Table 4 and Table 5 using COCO pretraining or not?

wjf5203 / VNext

Next-generation Video instance recognition framework on top of Detectron2 which supports InstMove (CVPR 2023), SeqFormer(ECCV Oral), and IDOL(ECCV Oral))

Apache License 2.0

602 stars 53 forks source link

Table 4 and Table 5 using COCO pretraining or not? #39

Open superaha opened 2 years ago

superaha commented 2 years ago

Hi there,

Thank you for sharing the repo. In Table 3, the results of YOUTUBE-VIS 2019 are reported using both models with and without the COCO pretraining.

How about Table 4 and Table 5 for IDOL? I did not find the detailed settings and explanations for these two results.

Thanks

timmeinhardt commented 2 years ago

I have asked the same question in a different issue. This line

https://github.com/wjf5203/VNext/blob/d41c4a1b35e894df0ea90cce76f5e828d9a29da1/projects/IDOL/configs/ovis_r50.yaml#L3

seems to suggest that they used a model pretrained on COCO sequences. But I would appreciate a clarification of the others as well!

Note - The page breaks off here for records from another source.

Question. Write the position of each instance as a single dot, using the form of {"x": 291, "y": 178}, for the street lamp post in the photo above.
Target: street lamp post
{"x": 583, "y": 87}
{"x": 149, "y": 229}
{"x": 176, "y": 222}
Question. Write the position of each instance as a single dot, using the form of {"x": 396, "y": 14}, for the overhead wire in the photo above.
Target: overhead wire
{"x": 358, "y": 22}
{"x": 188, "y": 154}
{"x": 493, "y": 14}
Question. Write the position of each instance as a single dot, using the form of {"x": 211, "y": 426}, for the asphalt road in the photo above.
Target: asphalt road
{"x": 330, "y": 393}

superaha commented 2 years ago

Thanks for pointing this out. Let us see if the authors can clarify. @wjf5203

wjf5203 commented 2 years ago

Hi,

Thanks for your attention and pointing this out.

Let me clarify this. We have at most three training steps for IDOL:

Step 1: pre-training the instance segmentation pipeline on COCO, following all other VIS methods. Step 2: pre-training IDOL on pseudo key-reference pair from COCO. (This step forces the model to learn a position-insensitive contrastive embedding that relies on appearance of the object rather than the spatial position.) Step 3: finetune our VIS method IDOL on VIS dataset (YTVIS19/YTVIS21/OVIS), following all other VIS methods.

So, the main difference is Step 2. In Table 3,4,5, all the IDOL results marked with $\dagger$ are obtained by Step 1+2+3, others without $\dagger$ are obtained by Step 1+3.

We will add more detailed experimental settings in the next arXiv version ~

HanGuangXin commented 2 years ago

@wjf5203 Hi, so there are 2 steps of pre-train. The first step is on single frame with static COCO images. The second step is on pseudo key-reference pairs.

And I have 3 questions about this:

Why do we have to do pre-train on static COCO images first? Why just using the second is not enough?
The provided pre-trained weights is from the second step, not the first step? If so, could you provide the trained weights of the first step?
How can I do the first step pre-training by myself? It seems the code only support the second and the third steps.